CHICAGO - Using a new type of stem cells made from ordinary skin cells, U.S. researchers said on Thursday they treated mice with sickle cell anemia, proving in principle that such cells could be used as a therapy.
U.S. and Japanese researchers last month reported they had reprogrammed human skin cells into behaving like embryonic stem cells, the body's master cells. They call the cells induced pluripotent stem cells, or iPS cells for short.
The Japanese team had previously done the reprogramming work in mouse skin cells.
A team at the Whitehead Institute of Biomedical Research in Cambridge, Massachusetts, has now used the new cells to treat mice engineered to have sickle cell anemia, a disease of the blood caused by a defect in a single gene.

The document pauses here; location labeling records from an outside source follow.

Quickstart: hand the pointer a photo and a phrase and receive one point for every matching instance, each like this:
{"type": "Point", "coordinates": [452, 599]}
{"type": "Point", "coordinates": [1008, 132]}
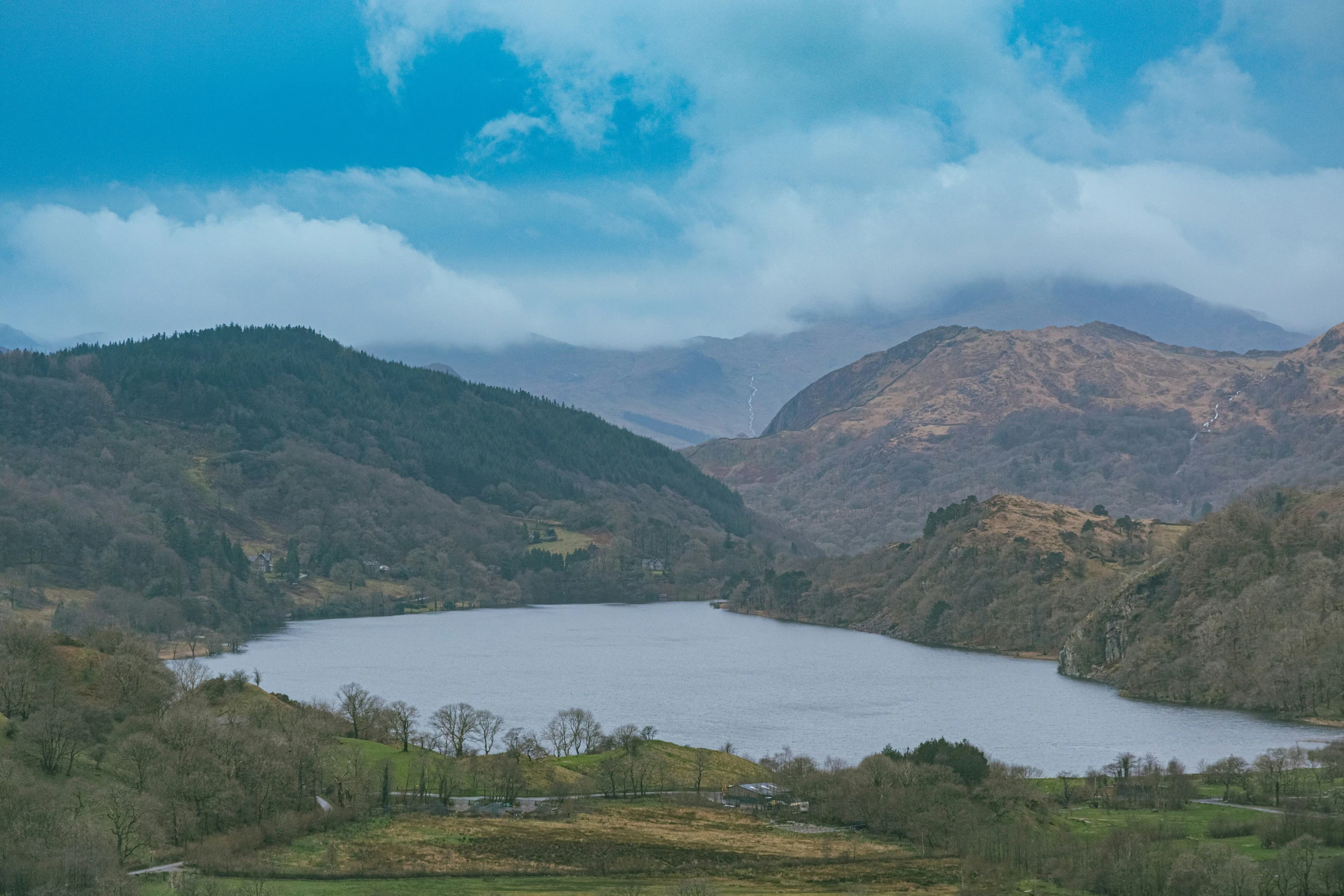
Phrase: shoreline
{"type": "Point", "coordinates": [1032, 655]}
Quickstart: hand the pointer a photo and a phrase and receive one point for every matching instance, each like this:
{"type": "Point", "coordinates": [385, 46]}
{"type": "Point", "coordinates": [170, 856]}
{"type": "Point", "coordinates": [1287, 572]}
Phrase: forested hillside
{"type": "Point", "coordinates": [1069, 416]}
{"type": "Point", "coordinates": [1243, 609]}
{"type": "Point", "coordinates": [147, 483]}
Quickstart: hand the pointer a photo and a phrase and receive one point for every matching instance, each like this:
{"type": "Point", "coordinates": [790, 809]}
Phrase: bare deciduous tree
{"type": "Point", "coordinates": [487, 728]}
{"type": "Point", "coordinates": [404, 716]}
{"type": "Point", "coordinates": [358, 707]}
{"type": "Point", "coordinates": [701, 763]}
{"type": "Point", "coordinates": [140, 755]}
{"type": "Point", "coordinates": [455, 723]}
{"type": "Point", "coordinates": [190, 675]}
{"type": "Point", "coordinates": [125, 812]}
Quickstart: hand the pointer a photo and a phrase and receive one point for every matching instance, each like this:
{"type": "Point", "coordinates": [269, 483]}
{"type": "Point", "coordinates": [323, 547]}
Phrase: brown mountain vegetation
{"type": "Point", "coordinates": [1242, 609]}
{"type": "Point", "coordinates": [1069, 416]}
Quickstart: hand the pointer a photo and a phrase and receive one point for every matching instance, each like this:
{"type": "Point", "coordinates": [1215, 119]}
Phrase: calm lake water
{"type": "Point", "coordinates": [703, 676]}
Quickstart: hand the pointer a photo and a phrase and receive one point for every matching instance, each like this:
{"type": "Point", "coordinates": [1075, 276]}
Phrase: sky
{"type": "Point", "coordinates": [629, 174]}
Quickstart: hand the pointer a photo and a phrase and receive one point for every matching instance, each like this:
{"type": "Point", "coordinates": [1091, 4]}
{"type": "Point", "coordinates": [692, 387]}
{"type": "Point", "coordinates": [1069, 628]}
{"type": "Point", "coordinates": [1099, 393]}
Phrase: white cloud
{"type": "Point", "coordinates": [263, 265]}
{"type": "Point", "coordinates": [1200, 108]}
{"type": "Point", "coordinates": [842, 153]}
{"type": "Point", "coordinates": [502, 140]}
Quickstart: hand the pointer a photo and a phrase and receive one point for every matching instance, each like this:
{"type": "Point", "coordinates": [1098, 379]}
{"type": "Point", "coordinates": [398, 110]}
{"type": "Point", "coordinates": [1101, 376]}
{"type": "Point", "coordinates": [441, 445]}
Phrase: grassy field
{"type": "Point", "coordinates": [566, 540]}
{"type": "Point", "coordinates": [546, 775]}
{"type": "Point", "coordinates": [547, 887]}
{"type": "Point", "coordinates": [652, 843]}
{"type": "Point", "coordinates": [1188, 824]}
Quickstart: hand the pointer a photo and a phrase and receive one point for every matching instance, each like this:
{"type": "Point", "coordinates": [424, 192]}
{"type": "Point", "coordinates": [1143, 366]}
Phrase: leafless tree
{"type": "Point", "coordinates": [701, 763]}
{"type": "Point", "coordinates": [1273, 767]}
{"type": "Point", "coordinates": [190, 675]}
{"type": "Point", "coordinates": [404, 716]}
{"type": "Point", "coordinates": [55, 736]}
{"type": "Point", "coordinates": [455, 723]}
{"type": "Point", "coordinates": [557, 734]}
{"type": "Point", "coordinates": [140, 755]}
{"type": "Point", "coordinates": [125, 812]}
{"type": "Point", "coordinates": [487, 728]}
{"type": "Point", "coordinates": [358, 707]}
{"type": "Point", "coordinates": [348, 572]}
{"type": "Point", "coordinates": [1229, 773]}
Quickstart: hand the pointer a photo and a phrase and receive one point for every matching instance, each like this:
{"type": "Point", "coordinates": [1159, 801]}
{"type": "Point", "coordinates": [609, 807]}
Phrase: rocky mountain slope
{"type": "Point", "coordinates": [1074, 416]}
{"type": "Point", "coordinates": [1003, 574]}
{"type": "Point", "coordinates": [722, 387]}
{"type": "Point", "coordinates": [1242, 609]}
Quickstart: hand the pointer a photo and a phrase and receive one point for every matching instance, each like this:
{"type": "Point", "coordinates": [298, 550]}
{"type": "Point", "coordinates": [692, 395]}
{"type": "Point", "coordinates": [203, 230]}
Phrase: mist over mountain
{"type": "Point", "coordinates": [13, 339]}
{"type": "Point", "coordinates": [1073, 416]}
{"type": "Point", "coordinates": [725, 387]}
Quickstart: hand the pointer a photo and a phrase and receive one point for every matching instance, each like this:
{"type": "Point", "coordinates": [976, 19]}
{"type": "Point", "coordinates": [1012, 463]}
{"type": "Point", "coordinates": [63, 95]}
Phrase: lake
{"type": "Point", "coordinates": [705, 676]}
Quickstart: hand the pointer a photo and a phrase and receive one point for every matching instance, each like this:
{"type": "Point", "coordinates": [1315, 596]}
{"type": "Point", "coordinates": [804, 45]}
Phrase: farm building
{"type": "Point", "coordinates": [764, 794]}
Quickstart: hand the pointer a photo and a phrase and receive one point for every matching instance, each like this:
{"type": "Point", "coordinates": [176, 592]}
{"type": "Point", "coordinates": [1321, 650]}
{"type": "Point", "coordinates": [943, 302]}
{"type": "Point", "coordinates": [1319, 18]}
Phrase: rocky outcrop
{"type": "Point", "coordinates": [1097, 645]}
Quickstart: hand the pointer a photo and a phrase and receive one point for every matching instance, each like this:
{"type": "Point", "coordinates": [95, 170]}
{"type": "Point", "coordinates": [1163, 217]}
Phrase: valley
{"type": "Point", "coordinates": [1070, 416]}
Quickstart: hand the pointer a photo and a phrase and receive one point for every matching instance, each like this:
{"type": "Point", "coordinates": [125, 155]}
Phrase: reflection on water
{"type": "Point", "coordinates": [705, 676]}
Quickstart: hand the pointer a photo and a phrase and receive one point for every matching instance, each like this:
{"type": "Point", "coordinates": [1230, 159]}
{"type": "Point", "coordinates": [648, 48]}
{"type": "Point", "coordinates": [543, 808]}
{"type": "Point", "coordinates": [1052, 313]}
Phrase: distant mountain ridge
{"type": "Point", "coordinates": [1238, 610]}
{"type": "Point", "coordinates": [722, 387]}
{"type": "Point", "coordinates": [1073, 416]}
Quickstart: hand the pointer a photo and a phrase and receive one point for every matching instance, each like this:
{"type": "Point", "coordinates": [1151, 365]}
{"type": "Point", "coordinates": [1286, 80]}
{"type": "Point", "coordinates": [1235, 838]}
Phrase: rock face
{"type": "Point", "coordinates": [1097, 645]}
{"type": "Point", "coordinates": [1072, 416]}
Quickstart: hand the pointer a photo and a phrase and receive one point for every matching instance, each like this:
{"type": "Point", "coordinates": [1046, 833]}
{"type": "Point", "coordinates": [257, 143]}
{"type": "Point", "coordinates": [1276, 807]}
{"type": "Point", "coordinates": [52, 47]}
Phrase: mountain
{"type": "Point", "coordinates": [1241, 609]}
{"type": "Point", "coordinates": [1003, 574]}
{"type": "Point", "coordinates": [723, 387]}
{"type": "Point", "coordinates": [221, 480]}
{"type": "Point", "coordinates": [1072, 416]}
{"type": "Point", "coordinates": [13, 339]}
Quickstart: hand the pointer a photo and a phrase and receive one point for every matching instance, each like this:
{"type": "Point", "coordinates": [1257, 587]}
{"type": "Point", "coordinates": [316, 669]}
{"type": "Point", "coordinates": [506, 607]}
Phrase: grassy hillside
{"type": "Point", "coordinates": [137, 483]}
{"type": "Point", "coordinates": [1004, 574]}
{"type": "Point", "coordinates": [581, 774]}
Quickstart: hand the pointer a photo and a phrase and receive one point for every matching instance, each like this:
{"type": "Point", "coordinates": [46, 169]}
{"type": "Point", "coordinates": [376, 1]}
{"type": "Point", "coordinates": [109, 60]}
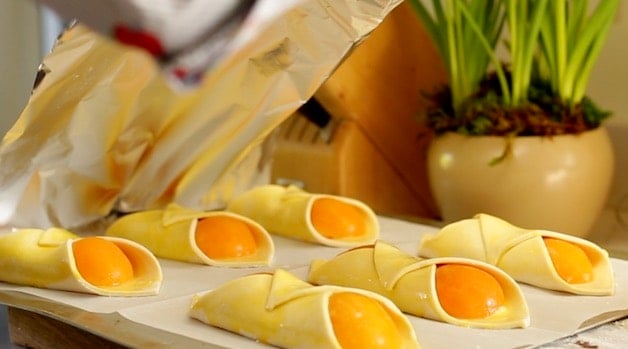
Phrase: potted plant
{"type": "Point", "coordinates": [514, 133]}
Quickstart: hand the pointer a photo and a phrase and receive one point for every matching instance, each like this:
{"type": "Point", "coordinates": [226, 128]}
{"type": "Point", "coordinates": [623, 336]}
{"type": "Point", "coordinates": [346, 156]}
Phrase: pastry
{"type": "Point", "coordinates": [282, 310]}
{"type": "Point", "coordinates": [58, 259]}
{"type": "Point", "coordinates": [320, 218]}
{"type": "Point", "coordinates": [541, 258]}
{"type": "Point", "coordinates": [215, 238]}
{"type": "Point", "coordinates": [458, 291]}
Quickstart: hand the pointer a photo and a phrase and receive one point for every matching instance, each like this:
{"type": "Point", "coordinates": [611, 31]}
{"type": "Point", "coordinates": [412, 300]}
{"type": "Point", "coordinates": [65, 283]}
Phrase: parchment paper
{"type": "Point", "coordinates": [105, 132]}
{"type": "Point", "coordinates": [553, 314]}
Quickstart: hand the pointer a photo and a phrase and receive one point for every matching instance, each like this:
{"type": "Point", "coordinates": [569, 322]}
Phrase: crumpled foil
{"type": "Point", "coordinates": [104, 132]}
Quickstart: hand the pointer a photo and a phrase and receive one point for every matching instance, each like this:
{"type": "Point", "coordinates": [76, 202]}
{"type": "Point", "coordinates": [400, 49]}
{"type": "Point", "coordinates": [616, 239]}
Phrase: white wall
{"type": "Point", "coordinates": [19, 56]}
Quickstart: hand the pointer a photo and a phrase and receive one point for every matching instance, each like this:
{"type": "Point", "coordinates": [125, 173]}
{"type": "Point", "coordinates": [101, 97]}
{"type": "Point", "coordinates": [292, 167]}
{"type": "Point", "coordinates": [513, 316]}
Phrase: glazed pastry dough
{"type": "Point", "coordinates": [282, 310]}
{"type": "Point", "coordinates": [45, 259]}
{"type": "Point", "coordinates": [519, 252]}
{"type": "Point", "coordinates": [286, 211]}
{"type": "Point", "coordinates": [170, 234]}
{"type": "Point", "coordinates": [410, 283]}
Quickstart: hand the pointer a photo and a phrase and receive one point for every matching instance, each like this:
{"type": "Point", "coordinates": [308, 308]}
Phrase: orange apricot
{"type": "Point", "coordinates": [361, 322]}
{"type": "Point", "coordinates": [570, 261]}
{"type": "Point", "coordinates": [336, 219]}
{"type": "Point", "coordinates": [224, 237]}
{"type": "Point", "coordinates": [101, 262]}
{"type": "Point", "coordinates": [468, 292]}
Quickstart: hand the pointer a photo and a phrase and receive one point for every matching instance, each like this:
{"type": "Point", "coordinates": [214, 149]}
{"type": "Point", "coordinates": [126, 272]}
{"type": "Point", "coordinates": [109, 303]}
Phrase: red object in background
{"type": "Point", "coordinates": [139, 38]}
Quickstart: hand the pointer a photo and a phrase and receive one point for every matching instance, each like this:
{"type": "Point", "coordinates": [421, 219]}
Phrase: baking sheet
{"type": "Point", "coordinates": [553, 314]}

"This is the first evaluation of these cells for therapy," said Dr. Jacob Hanna, who worked on the study. "The field has been working for years on strategies to generate customized stem cells," he added in a telephone interview.
Creating stem cell therapies from a person's own cells would make them genetically identical, eliminating the need for immune suppression or donor matching, Hanna said.
"Now, with the breakthrough of this new method for generating stem cell-like cells, can we try to substitute a diseased tissue in a living animal?"
Hanna and colleagues working in Rudolf Jaenisch's lab at Whitehead Institute took skin cells from diseased mice and inserted four genes that reprogram the cells into becoming iPS cells.
"We call it the magic four factor," Hannah said.
Pluripotent or multipurpose cells, such as embryonic stem cells and the new cells, can morph into any type of cell in the human body.